I had to be more careful with other friendships. One in particular took a long time to develop; my buddy was very sensitive and guarded and I really had to earn his confidence and companionship. He was prone to depression and would isolate himself physically and emotionally, but he was brilliant and unique and I respected the sh*t out of him so it was worth putting up with his quirks. For a few months, we were both dating women in our nation’s capital so we rented a car a few times and made the 10-hour Lansing-to-DC drive together and talked and joked and laughed and shared and bonded. It was a sad day when I helped him move into a ground-floor apartment in another state.

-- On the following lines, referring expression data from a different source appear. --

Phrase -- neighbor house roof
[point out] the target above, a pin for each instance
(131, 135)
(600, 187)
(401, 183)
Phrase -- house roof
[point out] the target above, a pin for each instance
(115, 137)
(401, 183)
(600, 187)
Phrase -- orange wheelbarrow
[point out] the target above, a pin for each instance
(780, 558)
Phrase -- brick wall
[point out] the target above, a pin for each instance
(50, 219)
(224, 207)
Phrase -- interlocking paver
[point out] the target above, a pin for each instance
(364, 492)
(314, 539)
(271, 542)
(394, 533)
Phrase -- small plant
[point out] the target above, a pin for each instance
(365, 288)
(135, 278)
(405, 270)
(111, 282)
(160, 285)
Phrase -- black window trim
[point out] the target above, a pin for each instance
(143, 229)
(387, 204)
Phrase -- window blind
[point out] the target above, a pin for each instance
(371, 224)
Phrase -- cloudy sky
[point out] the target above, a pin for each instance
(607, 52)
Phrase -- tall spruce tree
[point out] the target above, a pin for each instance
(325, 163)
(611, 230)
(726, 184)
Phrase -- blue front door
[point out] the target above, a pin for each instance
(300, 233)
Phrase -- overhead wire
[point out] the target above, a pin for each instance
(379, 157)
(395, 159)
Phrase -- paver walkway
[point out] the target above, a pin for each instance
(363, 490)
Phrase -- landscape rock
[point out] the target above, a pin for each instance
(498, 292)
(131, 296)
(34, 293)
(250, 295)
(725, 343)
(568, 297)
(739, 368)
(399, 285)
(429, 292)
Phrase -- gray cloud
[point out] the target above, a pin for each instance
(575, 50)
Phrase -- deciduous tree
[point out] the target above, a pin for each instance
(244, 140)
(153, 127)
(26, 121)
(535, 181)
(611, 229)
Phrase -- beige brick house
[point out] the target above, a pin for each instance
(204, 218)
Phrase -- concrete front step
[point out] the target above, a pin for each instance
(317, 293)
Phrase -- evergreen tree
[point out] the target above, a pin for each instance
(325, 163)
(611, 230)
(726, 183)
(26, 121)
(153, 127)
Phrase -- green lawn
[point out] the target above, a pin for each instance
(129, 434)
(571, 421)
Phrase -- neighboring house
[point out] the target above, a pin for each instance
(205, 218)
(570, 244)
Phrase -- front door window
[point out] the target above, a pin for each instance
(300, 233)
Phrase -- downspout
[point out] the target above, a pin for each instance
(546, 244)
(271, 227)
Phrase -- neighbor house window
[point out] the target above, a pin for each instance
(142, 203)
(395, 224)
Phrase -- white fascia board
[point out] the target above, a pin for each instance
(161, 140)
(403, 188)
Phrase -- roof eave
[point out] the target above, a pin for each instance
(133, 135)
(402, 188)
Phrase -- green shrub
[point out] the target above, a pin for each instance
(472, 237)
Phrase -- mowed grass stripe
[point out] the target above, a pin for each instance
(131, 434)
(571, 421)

I’ve played darts in a league and ogled women and recruited groomsmen and discovered that I lack the intellectual capacity to play poker. A guy named Thom taught me how to throw a perfect spiral every time. I went on an itinerary-free road trip to Madison, Wisconsin, with a buddy named Brad. A colleague named James taught me how to kayak. My friend David and I watched the worst team in the NFL, the Detroit Lions, lose at the Pontiac Silverdome.
I watched the Michigan State University Spartans play in the NCAA hockey championships in St. Paul, Minnesota, with two pals from work; I consumed more alcohol than was wise and I have a fuzzy memory of us leaving a strip club without cab fare or any idea where our hotel was. I would ask my fellow travelers to remind me how things ended up but I’ve lost track of them.
Sometimes I’d forget and start to cry in front of the guy who wasn’t a crier or suggest to the bookish dude that we shoot some hoops, but those glitches were minor.
Now, as a stay-at-home writer, I’m mostly around just one male, a nine-year-old boy who is more masculine than I was at nine and more athletic than I am now. I don’t expect him to try to teach me poker and I’m pretty sure trips to the strip club aren’t in our future. He already knows how to throw a perfect spiral every time.